Looking further ahead, Mr Metelo tells OWJ Principle Power has secured technology exclusivity for commercial-scale projects totalling 3.8 GW and is tracking an additional 28 GW of floating wind under development.
“We are continuing to improve the WindFloat foundation. Generation 2 and 3 of WindFloat will see it ready for use with much larger turbines, but technology aside, one of the most important things to say about WindFloat is the WindFloat Atlantic project was the first bank-financed floating wind project in the world. That shows you that not only is the technology ready, but that lenders are comfortable with the concept of floating wind.”
Asked how long it might be before the first commercial-scale project for which it has an exclusivity agreement is awarded, Mr Metelo says, “We are tracking projects in Europe, the US and Asia. Some areas are more advanced than others. The technology is ready, it is a question of development timing.
“We believe that by the end of 2020, one or two projects might reach FID, certainly in the next couple of years.
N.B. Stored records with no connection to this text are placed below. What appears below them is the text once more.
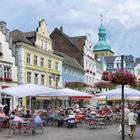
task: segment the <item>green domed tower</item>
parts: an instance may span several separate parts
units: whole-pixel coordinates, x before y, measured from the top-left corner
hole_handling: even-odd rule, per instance
[[[102,24],[102,15],[101,15],[101,25],[99,27],[99,41],[94,46],[93,52],[95,53],[95,57],[101,56],[113,56],[114,52],[111,49],[111,46],[106,42],[106,31]]]

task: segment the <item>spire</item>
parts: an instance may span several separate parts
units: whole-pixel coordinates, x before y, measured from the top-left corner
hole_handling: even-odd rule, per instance
[[[102,25],[102,23],[103,23],[103,15],[101,13],[101,25]]]

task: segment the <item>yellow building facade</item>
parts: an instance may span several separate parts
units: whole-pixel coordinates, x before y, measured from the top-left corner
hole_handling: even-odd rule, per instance
[[[11,34],[17,49],[18,83],[61,88],[63,57],[52,50],[45,20],[34,32],[15,30]],[[22,98],[22,105],[27,105],[26,98]]]

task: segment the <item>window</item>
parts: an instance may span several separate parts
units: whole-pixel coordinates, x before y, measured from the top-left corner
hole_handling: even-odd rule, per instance
[[[2,75],[2,65],[0,65],[0,77],[3,77],[3,75]]]
[[[30,53],[27,53],[27,60],[26,60],[26,62],[28,64],[31,64],[31,54]]]
[[[113,63],[108,64],[108,69],[113,69]]]
[[[48,68],[51,69],[52,68],[52,61],[48,60]]]
[[[11,78],[11,67],[4,66],[4,78]]]
[[[35,73],[34,75],[34,83],[38,84],[38,73]]]
[[[42,40],[42,48],[47,51],[47,42]]]
[[[45,85],[45,75],[41,74],[41,85]]]
[[[31,83],[31,72],[27,72],[27,83]]]
[[[44,58],[43,58],[43,57],[41,57],[40,65],[41,65],[42,67],[44,67]]]
[[[52,76],[49,75],[49,86],[52,87]]]
[[[38,64],[38,56],[35,55],[34,56],[34,65],[37,66],[37,64]]]
[[[129,63],[126,63],[126,68],[132,68],[133,67],[133,63],[129,62]]]
[[[56,71],[59,70],[58,62],[55,62],[55,70],[56,70]]]

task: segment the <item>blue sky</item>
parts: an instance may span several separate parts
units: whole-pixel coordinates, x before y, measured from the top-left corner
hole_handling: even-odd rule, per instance
[[[90,33],[93,44],[98,42],[101,13],[116,55],[140,57],[140,0],[0,0],[0,20],[10,30],[33,31],[44,18],[50,33],[63,25],[70,36]]]

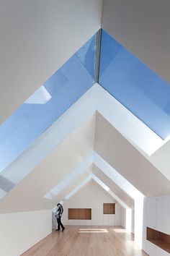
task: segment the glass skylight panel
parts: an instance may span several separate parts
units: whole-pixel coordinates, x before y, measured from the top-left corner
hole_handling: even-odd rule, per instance
[[[0,171],[94,85],[95,47],[94,35],[0,126]]]
[[[170,85],[103,30],[101,40],[100,85],[166,139],[170,135]]]

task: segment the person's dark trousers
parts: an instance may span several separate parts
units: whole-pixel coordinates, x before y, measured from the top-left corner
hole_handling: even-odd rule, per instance
[[[64,226],[62,224],[61,221],[61,217],[57,218],[57,223],[58,223],[58,229],[61,229],[61,226],[63,229],[64,229]]]

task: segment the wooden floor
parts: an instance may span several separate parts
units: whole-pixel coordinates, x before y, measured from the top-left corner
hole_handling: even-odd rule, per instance
[[[120,226],[68,226],[51,234],[22,256],[148,255],[133,242],[133,235]]]

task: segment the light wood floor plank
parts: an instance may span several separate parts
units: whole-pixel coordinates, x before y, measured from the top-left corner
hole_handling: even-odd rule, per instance
[[[120,226],[68,226],[53,231],[22,256],[146,256]]]

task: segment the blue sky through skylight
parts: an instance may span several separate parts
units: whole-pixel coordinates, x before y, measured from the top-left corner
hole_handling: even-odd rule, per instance
[[[0,126],[0,171],[94,83],[94,35]]]
[[[170,85],[103,30],[99,82],[159,137],[170,135]]]

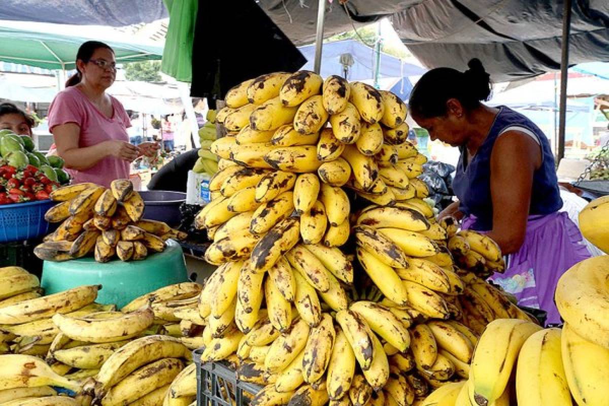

That would enable construction of the first projects to get underway from sometime in 2023/24. But I would emphasise, it is all about development timing – it is not technology driven because the technology is ready.
“If you compare where floating wind is today with bottom-fixed projects, and you look at the economics of some small-scale pre-commercial projects, you are looking at power at around €200 (US$216) per megawatt hour (MWh).
“Right now, for the first commercial-scale projects, we are looking at projects in the 200-300 MW size range,” said Mr Metelo. “At that size, a floating wind project would be much less expensive than those pre-commercial projects but would struggle to come in at €50-60 (US$54-65) per MWh, like the best bottom-fixed projects in Europe.
“But if you look at projects of that size with new-generation larger turbines – with an FID in the kind of timeframe we currently envisage – and you factor in the scale you get with larger projects, then the cost of floating wind begins to fall quickly, below €100 (US$108) MWh.
“And for larger projects, in the 500 MW size range, with even larger turbines, entering into operation around 2025, at that point floating wind becomes very competitive, especially when you factor in new ways to install turbines, that do not need huge installation vessels.”
Mr Metelo says in the mid-2020s, Principle Power is confident floating wind will be cost-competitive. “If you drew a graph showing the cost of bottom-fixed and floating, at that point the lines would cross and floating would be cost-competitive with bottom-fixed. And that is even before you begin to factor in the much better capacity factor that floating wind projects would enjoy,” he says.
As Mr Metelo also explains, Principle Power believes it is especially well-placed to take advantage of the market for floating wind because the WindFloat sub-structure is inherently scalable.
“It provides tremendous economies of scale,” he tells OWJ. “As you move to larger, next-generation turbines, the relationship between the capacity of the turbine and the cost of the sub-structure is not in any way linear. Larger and larger turbines do not mean significant growth in sub-structure cost. That is another important driver of cost-reduction. Also, it is relatively simple to assemble and install with all the heavy lifting operations happening onshore.
“We have no doubt the technology is on track to achieving cost competitiveness with conventional power, bottom-fixed offshore wind and other renewable resources.”